Dive Brief:
- Outgoing Kentucky Education Commissioner Terry Holliday says that schools honoring parents' requests to opt their children out of the state's standardized tests do so at their own risk.
- Holliday sent a letter to district superintendents saying students who don't take the exam will get an automatic zero, which will then be averaged into their school's accountability score, which determines funding and whether or not the school stays open.
- In the email, Holliday wrote that the accountability system is dependent upon all students taking the standardized tests, which he says are meant to ensure that all students are served and any learning gaps are identified and closed.
Dive Insight:
This is exactly what people complain about when they talk about the high-stakes nature of standardized tests. There is a brewing movement right now pushing back on standardized tests and all the wasted instructional time that goes into testing, from preparation to the actual test. Now, schools need not only feel stress over test scores, but must also convince parents to opt their students back into a test that they've decided to protest, solely because the school may close if they don't.

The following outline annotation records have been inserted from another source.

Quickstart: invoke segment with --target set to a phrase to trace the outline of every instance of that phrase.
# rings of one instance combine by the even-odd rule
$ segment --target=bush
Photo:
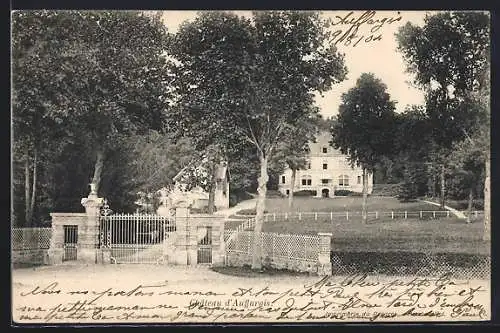
[[[268,190],[266,193],[267,198],[283,198],[285,195],[283,195],[280,191],[277,190]]]
[[[335,190],[333,193],[335,196],[345,197],[351,195],[353,192],[350,190]]]
[[[316,192],[316,191],[302,190],[302,191],[293,192],[293,195],[296,197],[311,197],[311,196],[316,196],[317,193],[318,192]]]

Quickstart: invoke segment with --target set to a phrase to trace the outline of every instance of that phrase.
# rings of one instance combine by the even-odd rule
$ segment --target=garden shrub
[[[335,194],[335,196],[345,197],[351,195],[353,192],[350,190],[335,190],[335,192],[333,193]]]

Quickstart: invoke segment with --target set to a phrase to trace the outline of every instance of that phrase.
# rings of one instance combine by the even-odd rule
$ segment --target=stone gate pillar
[[[224,266],[226,258],[226,248],[224,243],[224,216],[216,217],[213,224],[213,259],[212,265],[214,267]]]
[[[78,228],[78,257],[77,260],[85,263],[97,263],[99,244],[99,212],[103,198],[99,198],[93,184],[90,194],[83,198],[81,203],[85,207],[87,219]]]
[[[332,234],[327,232],[319,232],[319,254],[318,254],[318,275],[332,275],[331,249],[332,249]]]

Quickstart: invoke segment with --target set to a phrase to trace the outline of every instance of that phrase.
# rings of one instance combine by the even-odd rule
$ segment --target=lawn
[[[295,197],[292,211],[294,212],[345,212],[361,211],[361,197],[337,197],[337,198],[311,198]],[[369,211],[419,211],[419,210],[440,210],[425,202],[400,202],[396,198],[390,197],[368,197]],[[267,198],[266,211],[269,213],[287,212],[287,198]],[[244,212],[245,213],[245,212]]]
[[[274,212],[287,211],[287,199],[270,198],[266,210],[270,213],[263,225],[264,232],[286,234],[332,233],[333,250],[337,251],[406,251],[432,253],[490,253],[490,243],[482,241],[483,219],[480,217],[467,224],[465,220],[455,217],[419,219],[417,211],[435,211],[438,206],[423,202],[401,203],[388,197],[368,198],[368,211],[413,212],[416,218],[394,218],[387,215],[376,218],[370,215],[368,223],[361,222],[361,198],[343,197],[332,199],[297,198],[293,210],[295,212],[318,212],[318,214],[297,213],[284,214]],[[349,219],[345,216],[333,217],[328,213],[350,211]],[[291,217],[290,215],[293,215]],[[237,222],[231,222],[237,225]],[[226,226],[227,228],[229,226]]]

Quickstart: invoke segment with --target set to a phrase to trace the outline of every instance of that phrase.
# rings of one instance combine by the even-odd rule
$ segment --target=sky
[[[234,11],[241,16],[251,16],[250,11]],[[163,22],[169,32],[176,32],[179,25],[196,17],[196,11],[165,11]],[[407,105],[422,104],[423,93],[410,84],[412,76],[406,73],[402,55],[396,50],[394,34],[398,29],[411,22],[422,25],[425,11],[323,11],[325,18],[331,18],[335,25],[332,32],[338,32],[334,41],[339,52],[345,54],[348,74],[346,80],[333,85],[323,96],[316,96],[316,104],[324,117],[338,113],[341,95],[354,87],[362,73],[371,72],[387,85],[391,99],[396,101],[396,112],[402,112]],[[357,25],[355,22],[358,22]],[[362,23],[364,22],[364,23]],[[357,37],[349,45],[341,36],[357,26]],[[358,42],[359,40],[359,42]],[[355,45],[356,44],[356,45]],[[355,45],[355,46],[354,46]]]

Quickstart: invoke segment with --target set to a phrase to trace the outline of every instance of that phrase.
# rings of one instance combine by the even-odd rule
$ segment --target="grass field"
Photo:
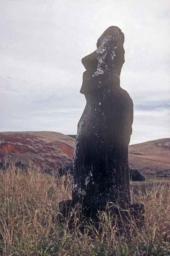
[[[71,179],[12,166],[0,173],[0,255],[170,255],[169,180],[133,183],[134,202],[145,206],[144,226],[138,229],[132,218],[121,235],[116,220],[103,212],[101,234],[89,226],[82,235],[78,226],[68,230],[69,220],[58,222],[58,203],[71,199]]]

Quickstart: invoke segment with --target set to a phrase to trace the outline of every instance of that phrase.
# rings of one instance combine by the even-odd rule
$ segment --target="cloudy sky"
[[[76,134],[81,59],[113,25],[125,35],[130,144],[169,137],[170,25],[169,0],[1,0],[0,131]]]

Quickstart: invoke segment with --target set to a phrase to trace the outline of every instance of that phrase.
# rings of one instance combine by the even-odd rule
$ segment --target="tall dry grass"
[[[104,212],[99,214],[102,233],[92,225],[83,235],[78,227],[71,232],[69,219],[58,222],[58,203],[71,199],[71,180],[70,175],[56,178],[33,168],[25,173],[12,166],[0,172],[0,255],[170,255],[167,181],[154,183],[145,194],[139,188],[134,197],[144,205],[144,227],[138,229],[132,219],[129,232],[122,236]]]

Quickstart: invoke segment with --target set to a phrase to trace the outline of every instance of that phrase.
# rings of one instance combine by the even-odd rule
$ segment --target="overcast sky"
[[[81,59],[111,26],[125,35],[130,144],[170,137],[169,0],[1,0],[0,131],[76,134]]]

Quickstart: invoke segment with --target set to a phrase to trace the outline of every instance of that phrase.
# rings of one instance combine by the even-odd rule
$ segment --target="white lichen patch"
[[[85,185],[86,186],[87,184],[88,184],[89,183],[90,180],[90,178],[89,176],[87,176],[85,178]]]
[[[94,72],[95,76],[98,76],[100,74],[104,74],[104,71],[103,69],[101,69],[101,68],[97,68],[97,71]]]

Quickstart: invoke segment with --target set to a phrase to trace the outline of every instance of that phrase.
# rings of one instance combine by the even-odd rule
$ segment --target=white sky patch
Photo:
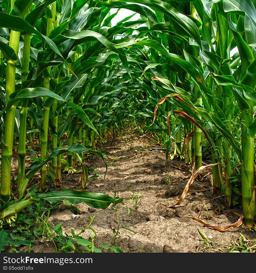
[[[111,8],[110,10],[110,13],[112,14],[117,11],[117,8]],[[111,20],[111,23],[112,26],[115,26],[118,22],[121,20],[128,16],[130,16],[135,13],[134,11],[130,10],[129,10],[127,9],[126,8],[121,8],[118,11],[118,13]],[[136,21],[138,19],[141,19],[141,16],[138,13],[136,13],[135,15],[130,18],[128,21]]]

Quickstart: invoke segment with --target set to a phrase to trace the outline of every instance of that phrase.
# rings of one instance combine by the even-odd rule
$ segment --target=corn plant
[[[81,132],[78,141],[80,143],[77,143],[77,136],[74,134],[77,131],[74,130],[73,125],[80,123],[86,132],[91,129],[93,133],[91,143],[93,137],[99,135],[93,123],[95,118],[89,118],[86,113],[99,115],[96,110],[87,106],[93,93],[91,91],[103,80],[105,73],[102,71],[107,67],[103,65],[108,61],[107,57],[99,60],[97,59],[99,55],[112,53],[115,58],[121,60],[126,71],[130,72],[122,50],[117,49],[108,38],[112,39],[113,35],[104,30],[104,24],[110,25],[111,17],[108,19],[109,9],[104,8],[102,10],[100,5],[97,6],[95,4],[88,1],[71,3],[45,0],[36,4],[32,1],[1,1],[0,17],[3,31],[0,50],[1,64],[5,62],[6,69],[3,71],[1,85],[5,104],[1,112],[4,118],[2,126],[4,131],[0,193],[3,203],[1,218],[7,223],[10,219],[15,220],[13,216],[15,217],[37,198],[47,198],[47,194],[40,195],[35,192],[33,195],[24,197],[29,180],[39,169],[41,177],[38,190],[43,192],[46,189],[46,164],[51,164],[55,177],[59,178],[61,164],[65,164],[62,155],[67,154],[68,167],[72,168],[73,162],[70,162],[70,155],[72,155],[73,160],[75,155],[82,166],[83,187],[88,179],[88,173],[83,154],[91,150],[104,160],[100,153],[92,150],[91,144],[87,147],[81,144]],[[96,17],[97,20],[90,20]],[[95,77],[97,74],[99,76]],[[89,93],[85,93],[85,90]],[[20,117],[17,124],[15,122],[17,111]],[[39,132],[41,152],[40,160],[25,169],[28,118],[31,126],[35,126],[34,130],[37,129]],[[17,125],[19,132],[17,184],[19,197],[18,202],[14,203],[9,201],[11,160],[13,136]],[[61,140],[65,134],[68,135],[67,146]],[[78,200],[76,199],[77,193],[49,194],[54,200],[57,198],[58,202],[60,199],[72,198],[72,202],[75,202]],[[96,197],[94,195],[89,197],[90,194],[83,192],[81,196],[83,198],[87,196],[91,200]],[[96,197],[95,203],[93,202],[91,204],[103,208],[110,203],[109,202],[116,202],[110,197],[106,202],[108,197],[106,197],[105,201],[105,197],[102,199],[102,204],[105,204],[103,206],[99,204],[102,197],[98,201]]]
[[[127,1],[116,0],[104,3],[113,7],[125,7],[133,10],[136,8],[144,18],[145,15],[137,6],[125,2]],[[156,23],[153,23],[154,30],[170,34],[176,41],[186,45],[181,47],[182,44],[180,44],[182,51],[174,52],[171,49],[173,43],[170,43],[167,46],[166,36],[147,36],[147,30],[142,32],[146,38],[139,34],[137,40],[129,44],[135,48],[143,45],[156,50],[159,57],[161,55],[162,58],[154,60],[157,61],[154,62],[154,67],[157,62],[160,63],[158,65],[166,65],[167,62],[161,63],[160,61],[163,56],[166,57],[171,63],[181,68],[185,75],[184,78],[190,86],[190,90],[184,88],[180,85],[179,79],[174,81],[170,75],[152,77],[160,83],[159,90],[172,92],[169,95],[160,97],[162,100],[157,106],[166,99],[171,102],[183,110],[177,108],[172,111],[173,113],[186,117],[193,126],[199,125],[198,135],[202,135],[200,130],[207,140],[212,163],[219,163],[213,170],[214,188],[218,193],[225,193],[226,203],[229,206],[232,206],[233,194],[232,168],[234,162],[240,161],[244,223],[253,228],[256,188],[253,172],[254,3],[235,0],[198,0],[193,3],[158,0],[133,2],[147,6],[156,10],[156,14],[162,15],[161,22],[163,18],[168,24],[158,25],[157,19]],[[127,45],[120,45],[123,47]],[[236,47],[238,52],[231,56],[231,50]],[[154,68],[153,65],[151,71],[154,71]],[[198,143],[202,142],[201,136],[197,139]],[[221,165],[224,167],[224,177]]]

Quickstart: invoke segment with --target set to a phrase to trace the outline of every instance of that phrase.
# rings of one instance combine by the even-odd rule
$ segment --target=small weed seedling
[[[140,192],[139,191],[136,193],[134,193],[132,190],[130,189],[131,192],[132,192],[132,195],[130,197],[130,199],[133,197],[135,201],[135,209],[136,210],[137,210],[138,207],[138,204],[141,201],[141,199],[142,197],[142,195],[141,194]]]
[[[120,238],[121,237],[121,233],[120,231],[120,229],[121,228],[122,228],[127,230],[131,232],[133,232],[134,233],[136,234],[136,232],[134,230],[132,230],[123,225],[121,225],[121,223],[119,217],[119,214],[121,211],[125,207],[127,209],[127,213],[126,215],[128,215],[130,214],[130,209],[129,208],[129,206],[131,204],[133,200],[135,199],[136,196],[137,195],[137,194],[134,195],[133,193],[133,195],[130,196],[129,197],[129,202],[128,203],[122,206],[119,209],[118,209],[115,207],[115,204],[114,204],[112,206],[112,208],[117,213],[117,216],[116,219],[116,222],[117,223],[117,228],[116,230],[115,229],[113,230],[114,237],[111,243],[111,244],[113,246],[115,246],[116,239],[118,238]],[[115,192],[115,196],[114,197],[114,199],[115,198],[115,196],[116,193]]]

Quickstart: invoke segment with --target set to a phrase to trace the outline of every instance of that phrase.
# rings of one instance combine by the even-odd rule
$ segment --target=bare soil
[[[221,232],[190,218],[197,217],[209,224],[222,225],[237,221],[239,216],[232,212],[241,213],[239,206],[228,209],[223,197],[218,196],[213,192],[210,174],[202,180],[198,177],[181,203],[168,207],[177,202],[183,192],[191,175],[190,166],[182,160],[167,160],[161,146],[145,136],[136,136],[137,133],[134,131],[127,132],[126,135],[113,137],[99,147],[99,150],[109,153],[105,158],[109,167],[105,179],[106,167],[102,159],[95,155],[87,161],[100,175],[89,180],[85,190],[105,193],[111,197],[116,191],[119,197],[124,198],[122,204],[116,206],[118,209],[129,204],[134,194],[139,195],[137,206],[134,199],[128,205],[129,214],[125,206],[120,211],[118,215],[120,237],[115,241],[116,246],[125,253],[228,251],[225,245],[207,244],[200,242],[202,238],[198,230],[212,242],[221,244],[239,243],[241,234],[248,240],[256,239],[255,232],[242,226]],[[210,171],[210,169],[207,170],[204,175]],[[59,188],[64,186],[80,189],[81,175],[63,173],[62,183]],[[77,206],[81,213],[74,215],[71,210],[59,206],[50,215],[49,223],[56,225],[63,222],[63,233],[71,235],[72,229],[76,234],[79,233],[87,225],[90,217],[95,216],[91,225],[97,235],[95,246],[102,249],[101,243],[113,242],[113,230],[116,231],[118,228],[118,214],[111,206],[105,210],[93,209],[84,203]],[[91,230],[88,229],[80,236],[88,239],[92,233]],[[22,248],[20,250],[25,249]],[[47,241],[36,242],[31,250],[36,253],[56,251],[51,242]]]

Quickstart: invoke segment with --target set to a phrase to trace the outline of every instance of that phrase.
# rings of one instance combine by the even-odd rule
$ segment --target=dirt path
[[[214,252],[219,251],[218,249],[225,251],[223,245],[213,244],[207,246],[200,243],[199,239],[202,238],[198,229],[212,241],[224,244],[238,240],[240,233],[248,239],[255,239],[255,232],[241,226],[221,232],[186,217],[198,217],[216,225],[230,224],[238,220],[237,216],[228,213],[221,198],[214,199],[216,197],[212,192],[208,177],[203,182],[196,180],[189,188],[194,193],[186,196],[180,205],[168,207],[177,202],[177,196],[183,191],[191,176],[189,170],[182,161],[167,162],[165,153],[161,151],[161,147],[149,141],[148,138],[136,136],[133,133],[126,137],[118,136],[100,147],[101,150],[109,153],[106,158],[109,167],[105,180],[105,167],[99,157],[95,156],[88,162],[100,176],[89,180],[86,190],[111,197],[116,190],[124,199],[122,205],[116,206],[118,209],[128,204],[133,194],[137,195],[137,206],[134,199],[128,206],[129,214],[127,215],[125,206],[118,215],[120,237],[116,239],[115,245],[123,252]],[[80,188],[80,176],[63,174],[64,185]],[[49,223],[56,225],[63,222],[63,233],[70,235],[73,229],[77,234],[87,225],[90,216],[95,216],[92,226],[97,235],[95,247],[102,249],[101,243],[113,241],[113,230],[117,229],[116,211],[111,206],[105,210],[92,209],[82,203],[77,206],[80,214],[72,217],[73,212],[60,208],[51,214]],[[239,209],[232,211],[241,213]],[[122,225],[134,232],[122,228]],[[87,230],[81,236],[88,239],[92,233],[91,230]],[[46,242],[36,242],[31,249],[35,252],[55,251]]]

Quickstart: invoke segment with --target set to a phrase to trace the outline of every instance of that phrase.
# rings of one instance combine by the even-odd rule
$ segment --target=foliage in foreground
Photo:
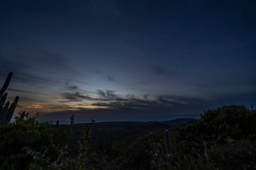
[[[28,115],[0,125],[0,169],[256,169],[256,113],[243,106],[208,110],[173,130],[170,154],[164,132],[133,142],[92,140],[92,120],[77,142],[70,119],[67,128]],[[77,154],[69,155],[74,142]]]

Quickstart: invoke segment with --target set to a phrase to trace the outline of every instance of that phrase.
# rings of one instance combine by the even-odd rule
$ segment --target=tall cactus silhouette
[[[11,81],[11,77],[12,73],[10,72],[0,91],[0,122],[10,122],[19,101],[19,96],[17,96],[11,105],[9,101],[6,101],[7,93],[5,91]]]
[[[166,146],[166,154],[170,155],[170,136],[168,129],[165,130],[165,144]],[[171,157],[169,158],[169,163],[170,167],[172,167],[172,159]]]

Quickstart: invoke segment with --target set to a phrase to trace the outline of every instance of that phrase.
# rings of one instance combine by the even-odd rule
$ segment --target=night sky
[[[256,1],[0,1],[0,85],[41,121],[256,107]]]

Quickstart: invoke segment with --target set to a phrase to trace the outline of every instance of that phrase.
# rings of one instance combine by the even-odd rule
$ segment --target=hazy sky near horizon
[[[256,105],[255,1],[1,1],[0,83],[42,120]]]

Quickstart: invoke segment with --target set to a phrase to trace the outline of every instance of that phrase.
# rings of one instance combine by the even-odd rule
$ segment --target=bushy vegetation
[[[63,126],[20,114],[14,123],[0,125],[0,169],[256,169],[256,113],[243,106],[206,111],[199,120],[171,130],[170,153],[164,132],[131,142],[110,141],[104,133],[92,139],[92,120],[77,141],[74,116]]]

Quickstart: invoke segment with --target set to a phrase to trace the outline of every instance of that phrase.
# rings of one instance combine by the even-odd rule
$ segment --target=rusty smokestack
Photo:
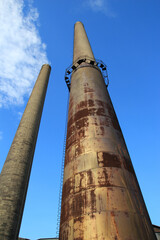
[[[156,240],[81,22],[74,34],[59,239]]]
[[[0,174],[0,239],[17,240],[51,67],[42,66]]]

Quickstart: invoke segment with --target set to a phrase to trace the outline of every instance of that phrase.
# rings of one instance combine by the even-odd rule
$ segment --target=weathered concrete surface
[[[0,239],[17,240],[50,66],[42,66],[0,174]]]
[[[87,41],[78,22],[74,61],[93,57]],[[102,74],[85,64],[71,79],[59,239],[156,240]]]

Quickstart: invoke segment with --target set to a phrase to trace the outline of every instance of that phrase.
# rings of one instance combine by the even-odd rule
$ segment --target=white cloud
[[[48,63],[38,33],[38,11],[23,0],[0,0],[0,107],[20,105],[31,92],[41,65]]]
[[[3,133],[0,131],[0,140],[3,138]]]
[[[115,17],[110,8],[109,0],[84,0],[84,4],[94,12],[102,12],[108,17]]]

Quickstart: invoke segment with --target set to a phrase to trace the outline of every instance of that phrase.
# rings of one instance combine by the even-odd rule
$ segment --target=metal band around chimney
[[[108,78],[108,72],[107,72],[107,66],[102,60],[93,60],[88,57],[79,58],[76,62],[74,62],[72,65],[70,65],[66,71],[65,71],[65,82],[67,84],[68,90],[70,91],[71,86],[71,75],[73,72],[77,70],[77,68],[82,67],[80,66],[82,63],[87,63],[89,65],[84,65],[84,67],[98,67],[98,69],[101,70],[102,76],[104,78],[105,84],[108,87],[109,85],[109,78]]]

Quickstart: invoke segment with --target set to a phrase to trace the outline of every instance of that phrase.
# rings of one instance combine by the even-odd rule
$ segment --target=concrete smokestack
[[[156,240],[82,23],[75,24],[60,240]]]
[[[17,240],[51,67],[42,66],[0,175],[0,239]]]

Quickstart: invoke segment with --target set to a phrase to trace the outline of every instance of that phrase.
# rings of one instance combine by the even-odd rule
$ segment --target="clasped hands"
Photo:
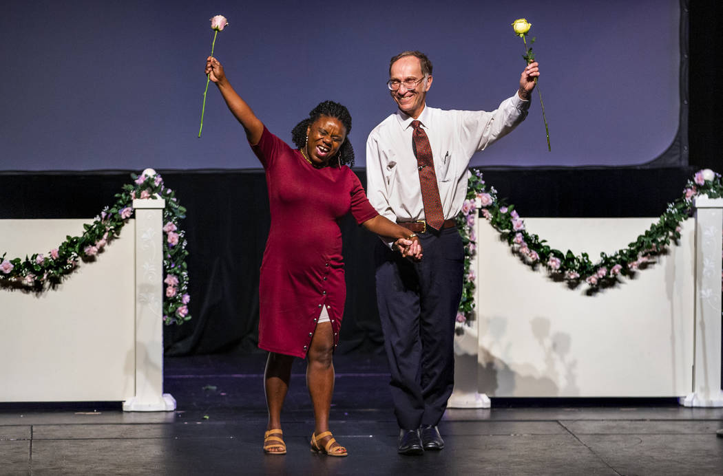
[[[419,238],[414,233],[406,238],[397,239],[392,246],[410,261],[418,261],[422,259],[422,243],[419,243]]]

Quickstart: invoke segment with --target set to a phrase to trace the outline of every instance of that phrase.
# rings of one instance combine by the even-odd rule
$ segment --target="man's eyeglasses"
[[[387,87],[389,87],[390,91],[396,91],[399,89],[399,87],[404,85],[405,89],[413,90],[416,87],[416,85],[420,82],[427,79],[427,76],[422,78],[421,79],[405,79],[404,81],[400,81],[399,79],[390,79],[387,82]]]

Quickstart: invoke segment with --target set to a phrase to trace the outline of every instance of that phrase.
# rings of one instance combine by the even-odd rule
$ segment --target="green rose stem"
[[[520,35],[520,36],[522,37],[522,42],[525,43],[525,58],[527,60],[527,64],[529,64],[534,61],[534,56],[530,56],[531,51],[527,49],[527,41],[525,40],[526,35],[523,33],[522,35]],[[533,41],[534,41],[534,38],[532,38]],[[537,85],[537,78],[535,78],[535,85],[537,87],[537,94],[540,97],[540,106],[542,108],[542,120],[544,121],[544,132],[547,136],[547,152],[552,152],[552,150],[549,147],[549,129],[547,127],[547,118],[544,115],[544,103],[542,102],[542,92],[540,90],[540,87]],[[200,137],[200,135],[199,137]]]
[[[218,30],[213,30],[213,42],[211,43],[211,56],[213,56],[213,47],[216,45],[216,35]],[[208,92],[208,82],[211,80],[211,74],[206,74],[206,90],[203,92],[203,107],[201,108],[201,126],[198,129],[198,137],[201,137],[201,131],[203,129],[203,113],[206,111],[206,93]],[[544,110],[543,110],[544,111]],[[547,141],[549,142],[549,139]]]

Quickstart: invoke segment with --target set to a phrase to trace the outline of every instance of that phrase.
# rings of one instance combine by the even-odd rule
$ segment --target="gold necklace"
[[[312,165],[312,167],[313,167],[314,168],[324,168],[324,165],[317,165],[315,163],[314,163],[313,162],[312,162],[309,159],[309,157],[307,157],[307,154],[306,154],[306,152],[304,152],[304,149],[301,149],[301,147],[299,147],[299,152],[301,152],[301,157],[304,157],[304,160],[306,160],[307,162],[308,162],[309,163],[310,163]]]

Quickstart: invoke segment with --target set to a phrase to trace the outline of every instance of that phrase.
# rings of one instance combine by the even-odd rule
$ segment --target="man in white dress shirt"
[[[427,106],[432,63],[419,51],[392,58],[388,83],[398,109],[367,141],[367,195],[380,214],[419,237],[416,263],[380,243],[377,299],[391,372],[398,451],[444,448],[437,425],[454,386],[454,326],[464,251],[455,217],[467,192],[468,165],[524,120],[539,76],[525,68],[517,92],[492,112]]]

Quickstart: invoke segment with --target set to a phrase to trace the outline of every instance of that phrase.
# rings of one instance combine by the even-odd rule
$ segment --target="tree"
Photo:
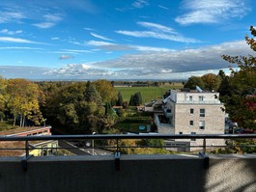
[[[246,43],[253,51],[256,51],[256,30],[250,27],[252,38],[245,37]],[[226,111],[230,118],[244,128],[256,129],[256,110],[246,105],[247,96],[256,95],[256,57],[222,55],[222,59],[237,64],[239,71],[231,69],[232,76],[229,78],[231,87],[234,89],[230,95],[222,97]]]
[[[87,102],[95,102],[98,105],[100,105],[102,103],[100,95],[97,91],[95,85],[90,81],[88,81],[86,84],[85,100]]]
[[[190,90],[195,90],[196,86],[199,86],[201,89],[205,89],[204,81],[199,76],[191,76],[188,78],[187,82],[185,84],[185,88],[189,88]]]
[[[135,95],[131,95],[129,98],[130,106],[139,106],[142,104],[142,96],[140,92],[135,93]]]
[[[3,122],[6,111],[6,80],[0,76],[0,119]]]
[[[25,79],[10,79],[6,90],[8,107],[14,119],[14,125],[17,116],[20,120],[20,126],[25,125],[26,119],[40,124],[43,117],[39,100],[43,100],[44,96],[38,85]]]
[[[96,86],[96,89],[100,93],[103,102],[111,102],[111,100],[116,100],[116,90],[111,85],[110,81],[98,80],[93,84]]]
[[[117,95],[117,103],[116,103],[116,105],[117,106],[123,106],[123,103],[124,103],[123,96],[122,96],[121,92],[119,92],[118,95]]]
[[[209,91],[216,91],[219,87],[220,77],[213,73],[204,74],[201,79],[204,82],[205,89]]]

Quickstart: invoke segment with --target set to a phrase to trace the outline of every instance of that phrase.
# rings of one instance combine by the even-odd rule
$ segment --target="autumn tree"
[[[196,86],[199,86],[201,89],[205,89],[205,83],[199,76],[191,76],[188,78],[187,82],[185,84],[185,88],[189,88],[195,90]]]
[[[97,80],[93,82],[93,84],[96,86],[96,89],[100,95],[103,102],[111,102],[112,100],[116,100],[117,93],[110,81]]]
[[[252,37],[245,37],[246,43],[253,51],[256,51],[256,30],[250,27]],[[239,71],[231,69],[230,85],[233,92],[230,96],[222,97],[226,111],[230,118],[244,128],[256,129],[256,109],[251,109],[247,102],[247,96],[256,95],[256,57],[222,55],[222,58],[231,64],[237,64]]]
[[[3,122],[6,111],[6,80],[0,76],[0,119]]]
[[[123,96],[122,96],[121,92],[119,92],[118,95],[117,95],[117,103],[116,103],[116,105],[117,106],[123,106],[123,103],[124,103]]]
[[[204,82],[206,90],[216,91],[219,87],[220,77],[213,73],[204,74],[201,79]]]
[[[19,117],[20,126],[25,125],[25,120],[31,120],[36,124],[43,121],[40,111],[40,99],[43,95],[37,84],[25,79],[10,79],[7,84],[7,103],[14,115],[14,124]]]

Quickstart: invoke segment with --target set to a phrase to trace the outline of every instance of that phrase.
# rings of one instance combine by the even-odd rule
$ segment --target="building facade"
[[[218,99],[219,94],[190,90],[170,90],[163,100],[163,111],[169,120],[170,133],[174,134],[224,134],[225,113]],[[167,146],[181,147],[180,151],[198,150],[202,140],[166,141]],[[207,146],[223,146],[224,140],[207,140]],[[186,147],[186,148],[182,148]]]

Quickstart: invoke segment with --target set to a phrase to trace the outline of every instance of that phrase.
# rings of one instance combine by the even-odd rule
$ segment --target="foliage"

Kentucky has become something of a Common Core golden child, so it may not be surprising that the state is pushing every angle to have everything from the curriculum to the testing pan out. That said, this does bring up questions about a parent's rights in public education. According to the Associated Press, the assistant general counsel for the education department made a statement in which he said parents can't pick and choose which schools mandates they want to follow or not, and if they do want to opt out, they have to opt out of public education completely. It will be interesting to see how Kentucky families respond to this.